Według szefowej Państwowej Komisji ds. Pedofilii, dwie osoby w komisji miały być oskarżane przez pracowników o mobbing, niegospodarność i wykorzystywanie własnej pozycji. "Wobec członka państwowej komisji – instytucji przeciwdziałającej jednej formie przemocy, nie możemy mieć nawet cienia podejrzeń o stosowanie innej, jakiejkolwiek formy przemocy" – czytamy w piśmie.
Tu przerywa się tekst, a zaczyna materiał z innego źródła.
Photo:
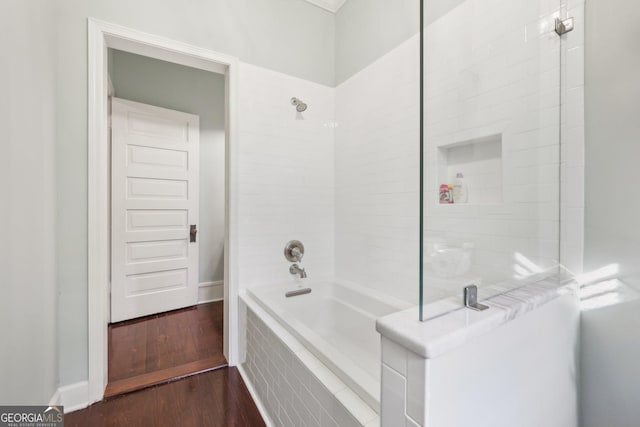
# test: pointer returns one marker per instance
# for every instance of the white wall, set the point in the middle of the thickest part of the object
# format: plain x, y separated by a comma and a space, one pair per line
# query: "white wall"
610, 334
28, 354
291, 36
286, 181
377, 161
181, 88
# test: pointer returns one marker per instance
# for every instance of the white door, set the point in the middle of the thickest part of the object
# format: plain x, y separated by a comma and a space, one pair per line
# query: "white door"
154, 206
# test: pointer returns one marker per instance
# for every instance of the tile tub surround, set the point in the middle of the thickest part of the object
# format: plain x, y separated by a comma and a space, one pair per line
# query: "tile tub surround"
336, 323
485, 367
285, 175
293, 387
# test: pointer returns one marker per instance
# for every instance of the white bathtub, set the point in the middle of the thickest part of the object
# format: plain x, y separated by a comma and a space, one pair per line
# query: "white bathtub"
335, 322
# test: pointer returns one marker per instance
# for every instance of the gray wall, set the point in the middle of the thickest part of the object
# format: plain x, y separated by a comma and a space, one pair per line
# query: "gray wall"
291, 36
164, 84
367, 29
611, 335
28, 349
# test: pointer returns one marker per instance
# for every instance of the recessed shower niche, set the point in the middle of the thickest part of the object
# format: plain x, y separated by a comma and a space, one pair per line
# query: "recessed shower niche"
479, 160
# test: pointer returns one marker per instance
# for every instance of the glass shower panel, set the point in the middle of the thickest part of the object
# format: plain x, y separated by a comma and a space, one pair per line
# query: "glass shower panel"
491, 147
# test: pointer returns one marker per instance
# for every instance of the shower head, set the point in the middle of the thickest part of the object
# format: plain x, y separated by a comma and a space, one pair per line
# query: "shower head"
300, 106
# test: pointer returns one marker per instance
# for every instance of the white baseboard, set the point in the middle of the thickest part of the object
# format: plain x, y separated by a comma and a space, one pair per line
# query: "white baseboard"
55, 399
210, 291
256, 399
73, 396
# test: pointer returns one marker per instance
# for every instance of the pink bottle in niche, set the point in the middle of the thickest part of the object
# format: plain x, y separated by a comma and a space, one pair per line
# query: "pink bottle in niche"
445, 195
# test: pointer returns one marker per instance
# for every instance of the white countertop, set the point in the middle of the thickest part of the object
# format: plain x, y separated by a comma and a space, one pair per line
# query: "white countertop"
440, 334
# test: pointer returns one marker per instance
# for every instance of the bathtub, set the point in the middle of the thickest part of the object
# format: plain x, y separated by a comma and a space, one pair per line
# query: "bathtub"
336, 323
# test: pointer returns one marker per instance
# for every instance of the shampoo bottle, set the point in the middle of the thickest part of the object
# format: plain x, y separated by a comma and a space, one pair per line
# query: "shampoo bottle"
460, 194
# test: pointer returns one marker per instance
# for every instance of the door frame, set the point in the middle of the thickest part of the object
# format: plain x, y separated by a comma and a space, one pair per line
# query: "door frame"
101, 36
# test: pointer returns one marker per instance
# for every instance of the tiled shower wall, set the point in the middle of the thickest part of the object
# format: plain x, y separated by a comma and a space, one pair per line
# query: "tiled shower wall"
355, 174
498, 76
377, 161
286, 175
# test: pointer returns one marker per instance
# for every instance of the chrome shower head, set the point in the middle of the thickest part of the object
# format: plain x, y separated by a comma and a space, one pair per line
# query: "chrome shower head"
300, 106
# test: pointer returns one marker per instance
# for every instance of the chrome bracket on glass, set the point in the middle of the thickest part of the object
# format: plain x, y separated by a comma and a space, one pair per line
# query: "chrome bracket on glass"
563, 26
471, 298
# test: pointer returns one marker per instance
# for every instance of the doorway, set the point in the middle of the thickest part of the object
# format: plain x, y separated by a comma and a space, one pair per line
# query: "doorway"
102, 37
167, 175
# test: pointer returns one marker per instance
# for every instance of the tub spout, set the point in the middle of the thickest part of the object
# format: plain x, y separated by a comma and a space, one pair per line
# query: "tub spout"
295, 269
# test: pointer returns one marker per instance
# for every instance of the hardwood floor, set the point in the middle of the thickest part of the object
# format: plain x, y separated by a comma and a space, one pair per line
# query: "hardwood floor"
158, 348
216, 398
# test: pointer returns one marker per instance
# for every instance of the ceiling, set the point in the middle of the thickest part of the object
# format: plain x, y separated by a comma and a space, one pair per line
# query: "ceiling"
330, 5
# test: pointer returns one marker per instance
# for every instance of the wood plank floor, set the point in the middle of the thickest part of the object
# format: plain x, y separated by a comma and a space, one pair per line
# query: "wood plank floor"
157, 348
216, 398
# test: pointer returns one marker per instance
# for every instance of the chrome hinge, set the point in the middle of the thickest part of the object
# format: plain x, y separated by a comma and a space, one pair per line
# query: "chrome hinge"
563, 26
471, 298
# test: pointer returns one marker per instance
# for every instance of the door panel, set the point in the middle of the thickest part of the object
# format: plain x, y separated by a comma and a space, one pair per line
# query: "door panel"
154, 266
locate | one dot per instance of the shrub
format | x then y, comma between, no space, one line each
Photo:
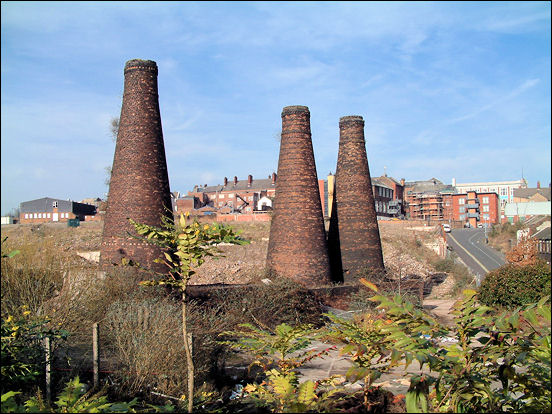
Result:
22,350
498,363
444,265
513,285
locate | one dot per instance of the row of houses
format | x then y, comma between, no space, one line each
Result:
428,200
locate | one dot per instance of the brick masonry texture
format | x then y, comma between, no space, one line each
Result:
139,186
353,239
297,246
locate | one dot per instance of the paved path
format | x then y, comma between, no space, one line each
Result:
470,245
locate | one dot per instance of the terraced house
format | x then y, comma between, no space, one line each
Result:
44,210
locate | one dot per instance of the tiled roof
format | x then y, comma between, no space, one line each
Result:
241,185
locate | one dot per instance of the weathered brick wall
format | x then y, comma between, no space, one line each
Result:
297,247
139,186
353,238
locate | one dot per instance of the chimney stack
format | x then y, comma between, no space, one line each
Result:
139,186
297,247
353,238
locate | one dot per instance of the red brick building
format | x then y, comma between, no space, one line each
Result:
237,196
471,207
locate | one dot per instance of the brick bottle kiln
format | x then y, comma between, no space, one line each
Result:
297,246
139,186
353,238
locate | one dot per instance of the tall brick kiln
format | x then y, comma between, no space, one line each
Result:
353,239
297,246
139,186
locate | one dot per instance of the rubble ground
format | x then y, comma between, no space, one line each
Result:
404,246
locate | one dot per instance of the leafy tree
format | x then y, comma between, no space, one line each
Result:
525,253
185,245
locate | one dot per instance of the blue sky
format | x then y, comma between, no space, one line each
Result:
446,89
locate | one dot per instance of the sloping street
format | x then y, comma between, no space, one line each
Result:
470,246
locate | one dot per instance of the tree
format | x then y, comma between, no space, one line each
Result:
114,131
185,246
114,128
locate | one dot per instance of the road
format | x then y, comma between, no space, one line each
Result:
470,246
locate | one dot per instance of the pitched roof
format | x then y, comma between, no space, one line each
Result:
528,192
544,234
241,185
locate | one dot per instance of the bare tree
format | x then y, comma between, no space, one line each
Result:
114,128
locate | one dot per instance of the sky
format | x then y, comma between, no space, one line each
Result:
447,89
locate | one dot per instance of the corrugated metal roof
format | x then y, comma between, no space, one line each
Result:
528,192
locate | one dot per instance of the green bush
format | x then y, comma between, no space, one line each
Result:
513,285
22,350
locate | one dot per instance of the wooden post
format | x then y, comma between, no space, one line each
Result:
48,357
96,353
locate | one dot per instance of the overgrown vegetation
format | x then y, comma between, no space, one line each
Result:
513,285
500,362
497,363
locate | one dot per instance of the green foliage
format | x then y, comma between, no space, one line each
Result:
185,246
22,352
365,343
75,399
280,354
444,265
512,350
513,285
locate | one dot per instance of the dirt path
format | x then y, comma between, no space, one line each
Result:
441,308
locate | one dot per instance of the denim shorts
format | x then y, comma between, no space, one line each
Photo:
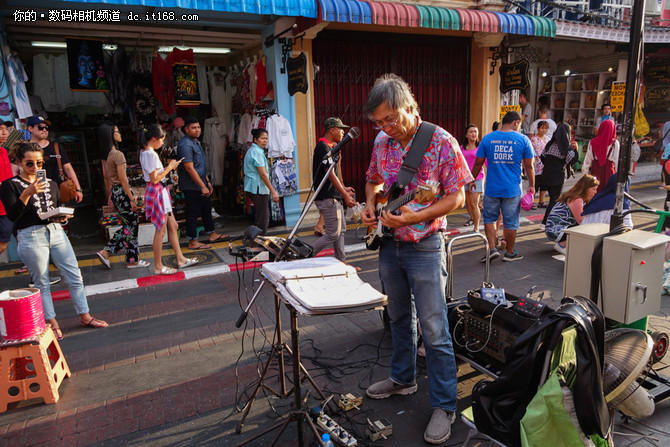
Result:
510,207
6,228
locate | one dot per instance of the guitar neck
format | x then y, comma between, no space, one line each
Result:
400,201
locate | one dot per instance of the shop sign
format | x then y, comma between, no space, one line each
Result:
86,65
296,68
186,85
514,76
505,109
617,96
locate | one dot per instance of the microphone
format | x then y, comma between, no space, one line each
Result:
353,133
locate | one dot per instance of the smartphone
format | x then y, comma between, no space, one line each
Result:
41,174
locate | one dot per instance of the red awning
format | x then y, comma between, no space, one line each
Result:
394,14
474,20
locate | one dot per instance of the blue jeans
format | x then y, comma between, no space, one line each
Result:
39,244
414,277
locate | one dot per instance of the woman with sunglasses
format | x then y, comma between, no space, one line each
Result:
40,241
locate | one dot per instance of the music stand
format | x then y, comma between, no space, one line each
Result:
297,414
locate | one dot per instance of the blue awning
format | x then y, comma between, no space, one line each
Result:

Hołownia: To budzi najwyższy niepokój
– Przewodnicząca Karolina Bućko skierowała do mnie pismo w sprawie tego, co się dzieje w komisji ds. pedofilii. To budzi najwyższy niepokój – poinformował w rozmowie z TVN24 Szymon Hołownia. – Komisja to ciało, na którego ponownym uruchomieniu bardzo mi zależało. To była jedna z pierwszych rzeczy, które zrobiliśmy w tej kadencji Sejmu. Nasi najmłodsi obywatele mają prawo czuć się w Polsce bezpiecznie – powiedział. Jak zaznaczył, pismo przewodniczącej komisji wskazuje na to, że "w komisji dzieje się źle".
– Zdecydowałem – bo to nie jest kompetencja komisji, tylko moja – że skieruję wniosek o odwołanie dwóch osób, co do których przewodnicząca i członkowie komisji informowali mnie, że są powodem poważnych perturbacji w pracach organu – oświadczył marszałek Sejmu.
Hołownia stwierdził, że nie chce rozmawiać o szczegółach sprawy, ponieważ "są to rzeczy, które powinny być rozstrzygane bez dymu politycznego". Jak podkreślił, chodzi o poważne i udokumentowane zarzuty.
– Zdecydowałem, że trzeba nadać temu dalszy bieg. Wniosek będzie miał formę niejawną, ze względu na wagę problemu i treści zawarte w nim. W przyszłym tygodniu zostanie skierowany do komisji sprawiedliwości i praw człowieka. Później będziemy czekać, aż raport trafi do Sejmu. Przypominam, że do ewentualnego odwołania potrzebna jest większość trzech piątych – przekazał marszałek Sejmu.